Although conceptually simple, implementing such a substitution approach is much more difficult than expected. For example, in my previous blog posts I have described the following techniques:

  • Extracting dependencies. In addition to the package we intend to deploy with Nix, we must also include all its dependencies and transitive dependencies in the generation process.
  • Computing output hashes. In order to make package deployments deterministic, Nix requires that the output hashes of downloads are known in advance. As a result, we must examine all dependencies and compute their corresponding SHA256 output hashes. Some NPM projects have thousands of transitive dependencies that need to be analyzed.
  • Snapshotting versions. Nix uses SHA256 hash codes (derived from all inputs to build a package) to address specific variants or versions of packages whereas version specifiers in NPM package.json configurations are nominal -- they permit version ranges and references to external artifacts (such as Git repositories and external URLs).
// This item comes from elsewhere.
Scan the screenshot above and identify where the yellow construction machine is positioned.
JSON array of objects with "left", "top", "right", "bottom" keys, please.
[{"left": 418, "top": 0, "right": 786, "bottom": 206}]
    For example, a version range of >= 1.0.3 might resolve to version 1.0.3 today and to version 1.0.4 tomorrow. Translating a version range to a Nix package with a hash code identifier breaks the ability for Nix to guarantee that a package with a specific hash code yields a (nearly) bit identical build.

    To ensure reproducibility, we must snapshot the resolved version of these nominal dependency version specifiers (such as a version range) at generation time and generate the corresponding Nix expression for the resulting snapshot.
  • Simulating shared and private dependencies. In NPM projects, dependencies of a package are stored in the node_modules/ sub folder of the package. Each dependency can have private dependencies by putting them in their corresponding node_modules/ sub folder. Sharing dependencies is also possible by placing the corresponding dependency in any of the parent node_modules/ sub folders.

    Moreover, although this is not explicitly advertised as such, NPM implicitly supports cyclic dependencies and is able cope with them because it will refuse to install a dependency in a node_modules/ sub folder if any parent folder already provides it.

    When generating Nix expressions, we must replicate the exact same behaviour when it comes to private and shared dependencies. This is particularly important to cope with cyclic dependencies -- the Nix package manager does not allow them and we have to break any potential cycles at generation time.
  • Simulating "flat module" installations. In NPM versions older than 3.0, every dependency was installed privately by default unless a shared dependency exists that fits within the required version range.

    In newer NPM versions, this strategy has been reversed -- every dependency will be shared as much as possible until a conflict has been encountered. This means that we have to move dependencies as high up in the node_modules/ folder hierarchy as possible which is an imperative operation -- in Nix this is a problem, because packages are cannot be changed after they have been built.

    To cope with flattening, we must compute the implications of flattening the dependency structure in advance at generation time.

With the above techniques it is possible construct a node_modules/ directory structure having a nearly identical structure that NPM would normally compose with a high degree of accuracy.

Impure version specifiers


Even if it would be possible to reproduce the node_modules/ directory hierarchy with 100% accuracy, there is another problem that remains -- some version specifiers always trigger network communication regardless whether the dependencies have been provided or not, such as:

[
  { "node2nix": "latest" }
, { "nijs": "git+https://github.com/svanderburg/nijs.git#master" }
, { "prom2cb": "github:svanderburg/prom2cb" }
]

When referring to tags or Git branches, NPM is unable to determine to which version a package resolves. As a consequence, it attempts to retrieve the corresponding packages to investigate even when a compatible version in the node_modules/ directory hierarchy already exists.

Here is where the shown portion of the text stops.